I'm prefacing this with the benchmarks I did a while ago for various CGI processing packages using Apache2 on a Linux box running on an Athlon XP2100+ processor and Perl 5.8.8 benched with http_load doing 10 parallel fetches for 30 seconds. The scripts was a very simple one that decoded one CGI parameter and just printed its value back to the web browser. The 'null' scripts cheated and just printed a value without bothering to actually read the parameter.

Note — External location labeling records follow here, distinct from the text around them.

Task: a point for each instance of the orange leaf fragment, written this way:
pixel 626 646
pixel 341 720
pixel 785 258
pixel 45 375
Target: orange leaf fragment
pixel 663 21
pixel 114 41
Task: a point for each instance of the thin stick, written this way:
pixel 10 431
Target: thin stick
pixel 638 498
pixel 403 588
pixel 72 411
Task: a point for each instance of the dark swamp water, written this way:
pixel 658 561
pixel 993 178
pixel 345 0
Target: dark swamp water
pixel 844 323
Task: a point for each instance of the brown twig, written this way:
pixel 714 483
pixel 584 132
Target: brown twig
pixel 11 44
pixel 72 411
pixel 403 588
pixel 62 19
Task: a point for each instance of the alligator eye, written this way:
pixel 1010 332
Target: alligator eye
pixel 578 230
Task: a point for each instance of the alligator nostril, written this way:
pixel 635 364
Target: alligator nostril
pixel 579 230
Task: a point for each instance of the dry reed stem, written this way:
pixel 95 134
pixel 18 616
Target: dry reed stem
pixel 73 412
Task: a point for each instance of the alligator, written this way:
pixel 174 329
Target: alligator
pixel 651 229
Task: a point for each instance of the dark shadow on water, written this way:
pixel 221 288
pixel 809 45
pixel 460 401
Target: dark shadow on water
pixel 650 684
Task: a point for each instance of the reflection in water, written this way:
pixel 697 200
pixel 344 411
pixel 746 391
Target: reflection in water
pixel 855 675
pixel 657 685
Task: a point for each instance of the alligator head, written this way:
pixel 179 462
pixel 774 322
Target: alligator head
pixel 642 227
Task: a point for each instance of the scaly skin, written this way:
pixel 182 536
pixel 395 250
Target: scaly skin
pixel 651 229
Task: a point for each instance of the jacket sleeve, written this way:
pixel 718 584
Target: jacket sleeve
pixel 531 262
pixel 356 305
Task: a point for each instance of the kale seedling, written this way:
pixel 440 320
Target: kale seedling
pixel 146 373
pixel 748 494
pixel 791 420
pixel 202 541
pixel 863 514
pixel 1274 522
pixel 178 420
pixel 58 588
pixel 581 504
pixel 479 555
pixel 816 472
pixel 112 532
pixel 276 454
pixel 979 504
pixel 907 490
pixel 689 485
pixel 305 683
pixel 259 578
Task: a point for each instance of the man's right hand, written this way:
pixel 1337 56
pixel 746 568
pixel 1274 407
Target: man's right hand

  CGI.pm (3.05)                 via standard CGI -  16 fetches per sec
+ond
  CGI::Simple (0.075)           via standard CGI -  20 fetches per sec
+ond
  CGI::Deurl (1.08)             via standard CGI -  36 fetches per sec
+ond
  CGI::Thin (0.52)              via standard CGI -  38 fetches per sec
+ond
  CGI::Lite (2.02)              via standard CGI -  52 fetches per sec
+ond
  CGI::Minimal (1.16, :preload) via standard CGI -  52 fetches per sec
+ond
  CGI::Minimal (1.16)           via standard CGI -  66 fetches per sec
+ond
  cgi-lib.pl (2.18)             via standard CGI -  71 fetches per sec
+ond
  null Perl script              via standard CGI - 103 fetches per sec
+ond
  null C program                via standard CGI - 174 fetches per sec
+ond
  CGI::Simple (0.075)           via mod_perl     - 381 fetches per sec
+ond
  CGI.pm (3.05)                 via mod_perl     - 386 fetches per sec
+ond
  CGI::Minimal (1.16)           via mod_perl     - 417 fetches per sec
+ond
  null Perl script              via mod_perl     - 500 fetches per sec
+ond
[download]

A 'null' perl script that includes no external packages (roughly the same kind of script as yours) executed 103 fetches/second. Using CGI.pm dropped the speed to only 16 fetches/second mostly due to the overhead of its large size.

CGI.pm, by itself, is around 237K bytes of code - and it pulls in Carp (8 Kbytes in perl 5.8.8). Carp then pulls in Exporter (15 Kbytes), Exporter pulls in Exporter::Heavy (6 Kbytes) and Exporter::Heavy pulls in strict (3 Kbytes). If you do a 'use warnings;' that pulls another 16 Kbytes. If you do 'use CGI::Carp;' that will tack on another 16 Kbytes.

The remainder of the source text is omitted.